My father’s room was completely abandoned two years ago after he passed away. Whenever I’d go into that room, to stuff it with things I didn’t want lying around anywhere else in the house, I’d hear shredding and tearing sounds coming from the cupboard which I certainly believed, were of a mouse. One day, I decided to take it out of there before a breeding ground was made. Using a long traverse rod, I started to hit the back wall through all the old books and clothes, to scare the mouse away with the bangs. While doing this, a couple of things fell off the shelf diverting my attention from the mission at hand.

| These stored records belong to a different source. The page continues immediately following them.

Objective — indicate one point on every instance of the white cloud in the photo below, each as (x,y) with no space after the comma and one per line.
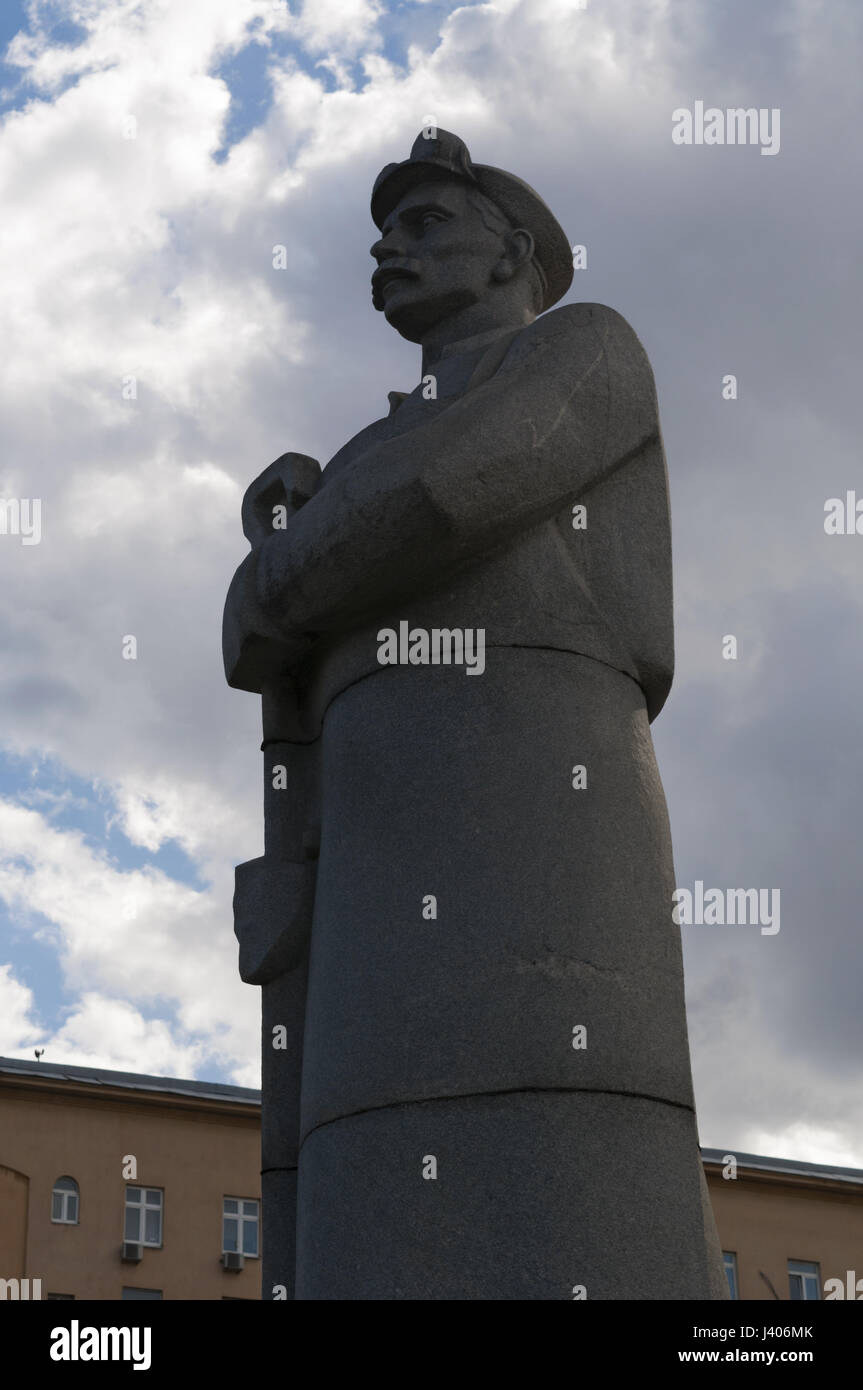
(148,257)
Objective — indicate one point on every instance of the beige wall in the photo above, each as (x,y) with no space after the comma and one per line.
(196,1155)
(13,1223)
(767,1222)
(202,1150)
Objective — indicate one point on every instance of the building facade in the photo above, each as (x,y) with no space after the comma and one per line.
(122,1186)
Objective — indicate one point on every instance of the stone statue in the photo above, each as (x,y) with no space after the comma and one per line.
(475,1068)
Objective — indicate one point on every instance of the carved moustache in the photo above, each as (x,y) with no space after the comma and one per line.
(391,270)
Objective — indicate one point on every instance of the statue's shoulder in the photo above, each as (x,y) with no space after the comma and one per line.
(578,328)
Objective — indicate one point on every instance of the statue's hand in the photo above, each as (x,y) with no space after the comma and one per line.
(255,645)
(255,649)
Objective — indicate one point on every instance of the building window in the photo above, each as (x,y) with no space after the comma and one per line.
(239,1226)
(64,1201)
(730,1264)
(805,1279)
(143,1215)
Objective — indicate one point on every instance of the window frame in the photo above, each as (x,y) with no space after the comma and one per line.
(730,1264)
(805,1271)
(66,1194)
(241,1218)
(142,1208)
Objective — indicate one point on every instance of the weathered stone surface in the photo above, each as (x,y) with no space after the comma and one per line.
(535,1194)
(481,965)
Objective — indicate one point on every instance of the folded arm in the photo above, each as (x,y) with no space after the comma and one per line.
(434,501)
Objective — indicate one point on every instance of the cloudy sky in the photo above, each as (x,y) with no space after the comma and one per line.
(152,154)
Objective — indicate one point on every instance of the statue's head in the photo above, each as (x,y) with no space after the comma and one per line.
(456,234)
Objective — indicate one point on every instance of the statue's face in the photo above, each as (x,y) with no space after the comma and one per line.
(435,256)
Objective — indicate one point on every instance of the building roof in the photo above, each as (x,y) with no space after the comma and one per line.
(245,1096)
(791,1166)
(128,1080)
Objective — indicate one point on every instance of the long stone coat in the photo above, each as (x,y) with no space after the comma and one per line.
(494,1097)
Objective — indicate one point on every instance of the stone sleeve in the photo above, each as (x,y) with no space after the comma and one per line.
(434,501)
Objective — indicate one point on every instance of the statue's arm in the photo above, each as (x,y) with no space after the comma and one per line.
(430,502)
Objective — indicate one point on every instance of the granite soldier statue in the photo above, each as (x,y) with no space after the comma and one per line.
(480,1084)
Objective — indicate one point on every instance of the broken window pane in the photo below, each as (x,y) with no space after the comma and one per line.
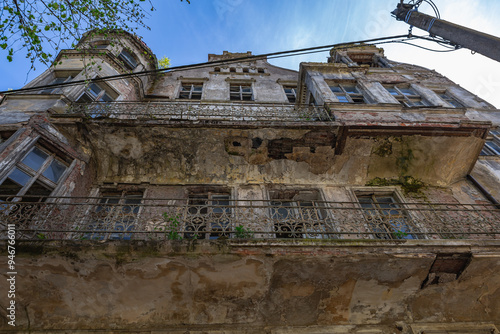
(35,159)
(54,171)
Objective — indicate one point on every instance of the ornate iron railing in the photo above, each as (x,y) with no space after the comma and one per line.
(197,111)
(96,218)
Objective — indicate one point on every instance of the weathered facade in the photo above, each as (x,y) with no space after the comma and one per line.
(358,195)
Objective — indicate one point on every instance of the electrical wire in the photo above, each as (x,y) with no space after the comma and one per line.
(193,66)
(422,47)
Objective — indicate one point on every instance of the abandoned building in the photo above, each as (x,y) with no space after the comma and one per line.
(358,195)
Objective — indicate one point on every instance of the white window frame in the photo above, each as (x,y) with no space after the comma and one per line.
(104,95)
(290,92)
(398,198)
(299,208)
(35,176)
(116,217)
(451,100)
(237,91)
(128,59)
(345,95)
(192,92)
(407,96)
(214,231)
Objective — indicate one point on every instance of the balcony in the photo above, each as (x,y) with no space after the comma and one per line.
(92,218)
(199,111)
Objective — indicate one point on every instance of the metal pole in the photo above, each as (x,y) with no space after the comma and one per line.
(487,45)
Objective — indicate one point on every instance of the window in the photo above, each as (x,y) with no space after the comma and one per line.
(385,217)
(347,93)
(5,135)
(240,92)
(450,99)
(291,93)
(58,78)
(95,93)
(297,214)
(407,96)
(492,144)
(34,177)
(208,215)
(191,91)
(115,215)
(55,81)
(128,59)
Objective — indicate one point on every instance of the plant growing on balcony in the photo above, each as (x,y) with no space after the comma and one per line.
(243,233)
(172,227)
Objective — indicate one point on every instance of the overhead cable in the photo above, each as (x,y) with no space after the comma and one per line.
(198,65)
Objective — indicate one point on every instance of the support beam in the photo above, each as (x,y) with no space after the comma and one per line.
(487,45)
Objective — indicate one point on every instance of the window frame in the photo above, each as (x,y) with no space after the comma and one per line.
(240,94)
(37,175)
(346,96)
(116,218)
(206,202)
(105,92)
(383,220)
(408,100)
(192,91)
(299,206)
(128,59)
(292,94)
(448,98)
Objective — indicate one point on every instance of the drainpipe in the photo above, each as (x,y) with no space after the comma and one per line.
(485,192)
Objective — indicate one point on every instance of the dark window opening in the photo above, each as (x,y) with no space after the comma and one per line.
(240,92)
(209,216)
(115,216)
(385,217)
(347,93)
(128,59)
(34,177)
(291,93)
(192,91)
(95,93)
(407,96)
(297,214)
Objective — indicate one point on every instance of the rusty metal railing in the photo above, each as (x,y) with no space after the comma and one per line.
(197,111)
(87,218)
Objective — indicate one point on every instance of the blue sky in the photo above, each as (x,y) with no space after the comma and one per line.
(187,33)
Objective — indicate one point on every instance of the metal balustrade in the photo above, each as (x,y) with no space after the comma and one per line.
(198,111)
(162,219)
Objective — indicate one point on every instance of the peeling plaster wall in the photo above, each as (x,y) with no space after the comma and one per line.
(159,155)
(267,87)
(246,285)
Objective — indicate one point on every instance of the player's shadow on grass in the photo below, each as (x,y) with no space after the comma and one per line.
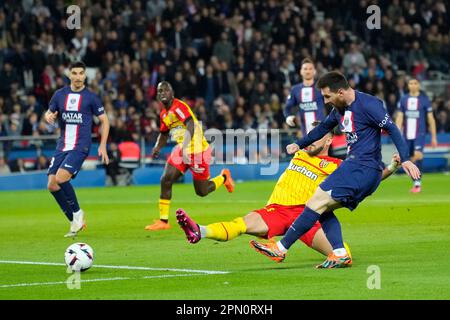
(280,266)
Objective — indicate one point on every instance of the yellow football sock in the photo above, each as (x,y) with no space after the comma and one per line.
(218,181)
(164,206)
(224,231)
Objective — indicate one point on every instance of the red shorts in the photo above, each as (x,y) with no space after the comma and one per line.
(279,218)
(199,165)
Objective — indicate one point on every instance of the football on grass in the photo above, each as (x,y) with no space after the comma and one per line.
(79,257)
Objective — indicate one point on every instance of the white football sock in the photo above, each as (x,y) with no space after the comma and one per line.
(202,231)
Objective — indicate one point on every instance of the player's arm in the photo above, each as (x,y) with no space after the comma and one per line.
(432,128)
(399,120)
(290,103)
(52,113)
(315,134)
(104,131)
(379,117)
(392,167)
(188,136)
(161,141)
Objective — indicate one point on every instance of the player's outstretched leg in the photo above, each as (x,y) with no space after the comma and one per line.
(169,176)
(269,249)
(228,183)
(189,226)
(418,161)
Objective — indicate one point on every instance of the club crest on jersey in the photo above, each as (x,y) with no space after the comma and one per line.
(347,122)
(71,117)
(303,170)
(73,102)
(323,164)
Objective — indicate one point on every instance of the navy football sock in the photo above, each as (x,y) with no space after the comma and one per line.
(419,164)
(61,198)
(70,195)
(300,226)
(332,228)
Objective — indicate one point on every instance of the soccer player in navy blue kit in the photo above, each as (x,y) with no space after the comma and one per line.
(414,110)
(74,107)
(361,117)
(305,100)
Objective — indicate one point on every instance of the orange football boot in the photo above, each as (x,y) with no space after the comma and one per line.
(158,225)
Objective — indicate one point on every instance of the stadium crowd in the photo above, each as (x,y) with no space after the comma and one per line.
(233,61)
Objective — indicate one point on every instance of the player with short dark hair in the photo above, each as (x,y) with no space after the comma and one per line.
(361,116)
(191,152)
(305,100)
(414,111)
(307,169)
(74,107)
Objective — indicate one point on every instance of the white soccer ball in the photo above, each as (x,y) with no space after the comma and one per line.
(79,257)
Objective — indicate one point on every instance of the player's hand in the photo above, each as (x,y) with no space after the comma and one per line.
(411,169)
(155,153)
(433,142)
(50,117)
(186,157)
(103,153)
(395,163)
(290,120)
(292,148)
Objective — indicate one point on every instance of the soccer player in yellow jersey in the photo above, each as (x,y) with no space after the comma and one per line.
(191,152)
(294,188)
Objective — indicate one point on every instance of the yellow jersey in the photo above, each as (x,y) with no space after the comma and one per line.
(174,119)
(301,178)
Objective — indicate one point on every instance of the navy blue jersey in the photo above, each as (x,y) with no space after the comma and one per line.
(415,110)
(308,103)
(75,116)
(362,122)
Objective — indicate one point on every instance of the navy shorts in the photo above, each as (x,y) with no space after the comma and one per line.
(416,145)
(67,160)
(351,183)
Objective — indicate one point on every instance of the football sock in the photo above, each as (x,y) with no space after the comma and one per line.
(61,199)
(224,231)
(218,181)
(70,195)
(419,164)
(332,228)
(164,206)
(299,227)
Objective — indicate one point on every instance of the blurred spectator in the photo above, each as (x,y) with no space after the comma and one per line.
(232,60)
(42,163)
(4,168)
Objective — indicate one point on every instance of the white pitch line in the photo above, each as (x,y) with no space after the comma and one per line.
(155,202)
(94,280)
(118,267)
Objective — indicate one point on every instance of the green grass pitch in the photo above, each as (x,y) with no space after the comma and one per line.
(404,236)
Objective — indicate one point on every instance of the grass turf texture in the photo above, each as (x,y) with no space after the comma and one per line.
(405,235)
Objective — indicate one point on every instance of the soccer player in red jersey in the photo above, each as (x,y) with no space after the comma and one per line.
(191,152)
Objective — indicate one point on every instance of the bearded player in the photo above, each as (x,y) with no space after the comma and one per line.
(414,111)
(305,101)
(191,152)
(74,106)
(296,185)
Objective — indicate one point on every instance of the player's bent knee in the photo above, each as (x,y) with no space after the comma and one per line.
(52,186)
(320,201)
(417,156)
(201,192)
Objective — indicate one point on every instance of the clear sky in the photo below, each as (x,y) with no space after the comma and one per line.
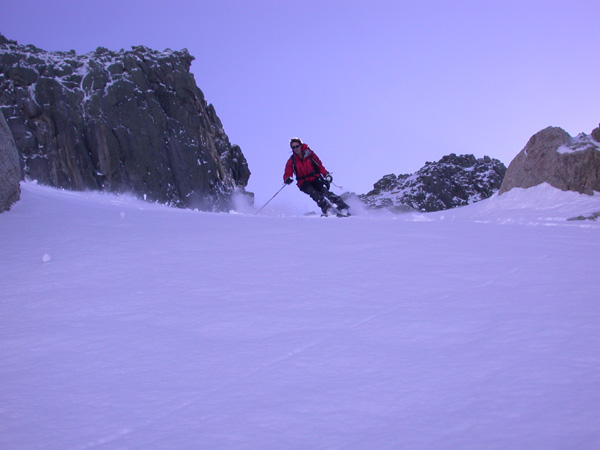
(374,87)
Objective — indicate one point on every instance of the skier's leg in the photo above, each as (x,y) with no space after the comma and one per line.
(308,188)
(333,198)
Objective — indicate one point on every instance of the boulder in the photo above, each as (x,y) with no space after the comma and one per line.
(552,156)
(450,182)
(10,169)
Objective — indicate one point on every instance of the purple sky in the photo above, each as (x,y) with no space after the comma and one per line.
(374,87)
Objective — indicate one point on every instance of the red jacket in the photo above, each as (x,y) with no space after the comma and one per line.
(307,168)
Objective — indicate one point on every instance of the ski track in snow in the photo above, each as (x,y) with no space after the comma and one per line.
(130,325)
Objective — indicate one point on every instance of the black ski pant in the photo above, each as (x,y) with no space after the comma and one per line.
(320,194)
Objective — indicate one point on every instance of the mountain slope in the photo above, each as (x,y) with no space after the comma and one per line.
(131,325)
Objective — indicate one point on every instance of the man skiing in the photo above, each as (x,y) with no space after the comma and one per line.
(312,178)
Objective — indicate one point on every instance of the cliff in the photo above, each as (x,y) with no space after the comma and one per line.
(120,121)
(552,156)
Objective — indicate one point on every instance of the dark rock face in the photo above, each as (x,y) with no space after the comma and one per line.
(10,169)
(450,182)
(552,156)
(130,121)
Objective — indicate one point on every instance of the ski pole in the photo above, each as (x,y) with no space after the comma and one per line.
(280,189)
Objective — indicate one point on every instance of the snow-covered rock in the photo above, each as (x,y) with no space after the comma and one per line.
(552,156)
(450,182)
(119,121)
(10,169)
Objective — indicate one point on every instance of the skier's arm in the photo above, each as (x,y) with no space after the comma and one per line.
(289,170)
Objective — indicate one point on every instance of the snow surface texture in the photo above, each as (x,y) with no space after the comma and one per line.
(128,325)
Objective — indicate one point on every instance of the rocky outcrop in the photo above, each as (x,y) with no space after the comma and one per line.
(10,169)
(552,156)
(130,121)
(450,182)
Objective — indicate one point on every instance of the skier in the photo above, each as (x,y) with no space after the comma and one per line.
(312,178)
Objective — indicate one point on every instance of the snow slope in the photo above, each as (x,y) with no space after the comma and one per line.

A gold-colored portable charger with a USB cable attached to it fell hard on the floor. Another thing that came down, albeit with a graceful flight, was a big birthday card made for me with a fiery orange color chart paper, with sparkly baloon figures pasted on its front. Suddenly, I felt a rush of two conflicting emotions boiling inside me – one of being worthy and other one of being worthless. The latter one is what I’ve resonated with a lot throughout my 28 years of playing a character in this drama called life. The two things that fell down were given to me by women, two different women that I dated in separate, and sometimes in overlapping timelines. I wondered how one of them showered me with affection, care, attention, to which I responded with ignorance and self-centeredness and how I allowed the other woman to lie, cheat and even take away my right to grieve for my parents.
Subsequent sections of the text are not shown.